The advances made by women over the past 100 years would never have happened without the help of enlightened men, as we heard from my noble friend Lady Jenkin of Kennington. I am sure her great-grandfather would have been very proud of everything she does today. I know that my work as vice-chairman for candidates would have been that much harder without the wise counsel of my noble friend Lord Taylor of Holbeach, who was dedicated to getting more women into Parliament. After all, we had no shortage of young men beating a path to our door looking to fill in that awkward gap between leaving university and becoming Prime Minister. I am delighted that my honourable friend Kemi Badenoch now has the role of vice-chairman for candidates. I know she will do it brilliantly and I wish her well.

History will rightly praise David Cameron for the way he changed the face of the Conservative Party, but if it had not been for the drive and determination of my right honourable friend Iain Duncan Smith, with his resolve that the party must look and sound more like the country it wished to represent, and attract more women and ethnic-minority candidates, all the exciting progress my party has made would have been that much harder to achieve. The progress we have made from 2005 to today is in large part down to the wonderful Women2Win, which I had the pleasure of co-chairing for a short time. It was formed after the 2005 election when, although we had far more talented women on our candidates list, many of whom are now in the Commons or your Lordships’ House, serving as Ministers and members of the Cabinet—some of them are sitting not far away from me now—we had not made the electoral breakthrough that we needed to make a significant difference.

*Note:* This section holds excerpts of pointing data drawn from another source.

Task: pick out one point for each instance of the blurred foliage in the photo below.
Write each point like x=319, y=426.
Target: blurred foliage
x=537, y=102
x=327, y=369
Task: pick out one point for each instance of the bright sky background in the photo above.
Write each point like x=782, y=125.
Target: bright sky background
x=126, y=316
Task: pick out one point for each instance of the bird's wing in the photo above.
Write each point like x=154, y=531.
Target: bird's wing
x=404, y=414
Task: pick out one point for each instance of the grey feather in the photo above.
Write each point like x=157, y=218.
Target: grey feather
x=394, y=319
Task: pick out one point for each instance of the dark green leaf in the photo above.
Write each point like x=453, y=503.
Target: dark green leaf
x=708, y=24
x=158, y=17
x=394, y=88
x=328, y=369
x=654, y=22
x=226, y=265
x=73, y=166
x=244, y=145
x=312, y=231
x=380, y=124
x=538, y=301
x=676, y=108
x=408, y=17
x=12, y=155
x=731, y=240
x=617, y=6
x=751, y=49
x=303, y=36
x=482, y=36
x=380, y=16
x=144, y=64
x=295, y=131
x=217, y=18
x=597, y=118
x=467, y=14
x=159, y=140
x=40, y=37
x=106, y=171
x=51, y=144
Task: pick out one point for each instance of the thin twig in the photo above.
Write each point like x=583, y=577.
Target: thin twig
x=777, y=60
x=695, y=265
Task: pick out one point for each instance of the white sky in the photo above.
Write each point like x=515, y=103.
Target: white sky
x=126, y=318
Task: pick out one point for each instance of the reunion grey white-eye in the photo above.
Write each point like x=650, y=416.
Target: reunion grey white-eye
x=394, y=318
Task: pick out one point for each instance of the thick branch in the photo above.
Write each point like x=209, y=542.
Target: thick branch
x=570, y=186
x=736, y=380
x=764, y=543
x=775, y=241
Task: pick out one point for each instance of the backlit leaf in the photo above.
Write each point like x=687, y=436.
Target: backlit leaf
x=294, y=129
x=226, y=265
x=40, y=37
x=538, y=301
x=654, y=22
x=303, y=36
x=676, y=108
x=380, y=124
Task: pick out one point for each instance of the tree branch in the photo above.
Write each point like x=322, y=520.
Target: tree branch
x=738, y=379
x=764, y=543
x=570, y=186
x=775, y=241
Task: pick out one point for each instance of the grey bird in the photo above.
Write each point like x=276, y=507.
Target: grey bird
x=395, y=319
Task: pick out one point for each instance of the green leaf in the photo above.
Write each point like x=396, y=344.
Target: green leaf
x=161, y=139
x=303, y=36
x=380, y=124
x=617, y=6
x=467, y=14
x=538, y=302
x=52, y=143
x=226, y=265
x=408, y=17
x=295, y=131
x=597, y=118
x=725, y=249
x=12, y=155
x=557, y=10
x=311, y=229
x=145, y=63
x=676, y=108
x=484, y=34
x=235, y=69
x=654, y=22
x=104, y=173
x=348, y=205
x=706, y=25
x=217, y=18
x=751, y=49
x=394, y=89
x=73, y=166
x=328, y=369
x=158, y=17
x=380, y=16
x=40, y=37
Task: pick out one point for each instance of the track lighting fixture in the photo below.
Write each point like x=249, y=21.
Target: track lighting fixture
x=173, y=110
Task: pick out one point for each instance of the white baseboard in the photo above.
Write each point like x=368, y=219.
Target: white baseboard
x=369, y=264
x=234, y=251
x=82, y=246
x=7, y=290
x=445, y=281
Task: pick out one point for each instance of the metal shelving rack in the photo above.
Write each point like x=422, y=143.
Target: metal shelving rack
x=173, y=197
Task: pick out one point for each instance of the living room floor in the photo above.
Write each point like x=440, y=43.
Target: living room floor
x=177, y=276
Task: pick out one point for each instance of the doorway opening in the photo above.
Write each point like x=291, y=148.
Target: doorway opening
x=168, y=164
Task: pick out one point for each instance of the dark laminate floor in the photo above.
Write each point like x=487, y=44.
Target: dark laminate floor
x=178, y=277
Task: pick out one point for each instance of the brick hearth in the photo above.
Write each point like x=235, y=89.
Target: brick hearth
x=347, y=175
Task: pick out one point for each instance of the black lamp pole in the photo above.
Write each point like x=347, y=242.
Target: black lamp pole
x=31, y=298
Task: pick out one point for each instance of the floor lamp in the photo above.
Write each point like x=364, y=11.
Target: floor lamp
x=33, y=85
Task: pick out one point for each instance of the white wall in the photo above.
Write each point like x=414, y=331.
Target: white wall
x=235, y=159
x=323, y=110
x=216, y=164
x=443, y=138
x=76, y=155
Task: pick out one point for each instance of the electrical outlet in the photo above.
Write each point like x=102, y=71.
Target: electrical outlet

I say to the noble Baroness, Lady Burt of Solihull, who is not in her place, that she is plain wrong when it comes to the Prime Minister’s support of women. The founders of Women2Win—my right honourable friend the Prime Minister and my noble friend Lady Jenkin of Kennington—both knew that it would not be easy, but they threw everything into searching for new talent and then training and nurturing that talent, and our party and Parliament are much the richer for their efforts.

Of course, it started before 2005 for the Prime Minister, who in her previous position as the first woman chairman of the Conservative Party pioneered a number of radical initiatives to shake up the selection process for candidates. That included the first-ever open primary, in Warrington South in November 2003, which resulted in a woman candidate for the Conservatives. She never shied away from facing down complacency and prejudice, and I am therefore not at all surprised that the Prime Minister will use this historic centenary, when we celebrate the bravery of those who fought so hard for the extension of women’s rights, to highlight the pressure and abuse facing women—and many men—today as they exercise their freedom to express their political views, which some would seek to deny them.

In 2002, I was interviewed by Simon Mayo on Radio 5 Live about how the Conservative Party was going to attract more women. I was asked the inevitable question about all-women shortlists, and I was just about to give my stock Conservative answer when I decided to say something different: “Whatever your views on all-women shortlists, you cannot deny the impact they made”—and, they did. The numbers could no longer be ignored and it meant that the rest of us, in our own way, had to step up our game. We have come a long way since 2005, but in the words of the trailer on Channel 4 for its all-girls special of “The Secret Life of 5 Year Olds” to mark 100 years of women’s suffrage: “A lot has changed, but we are not there yet”.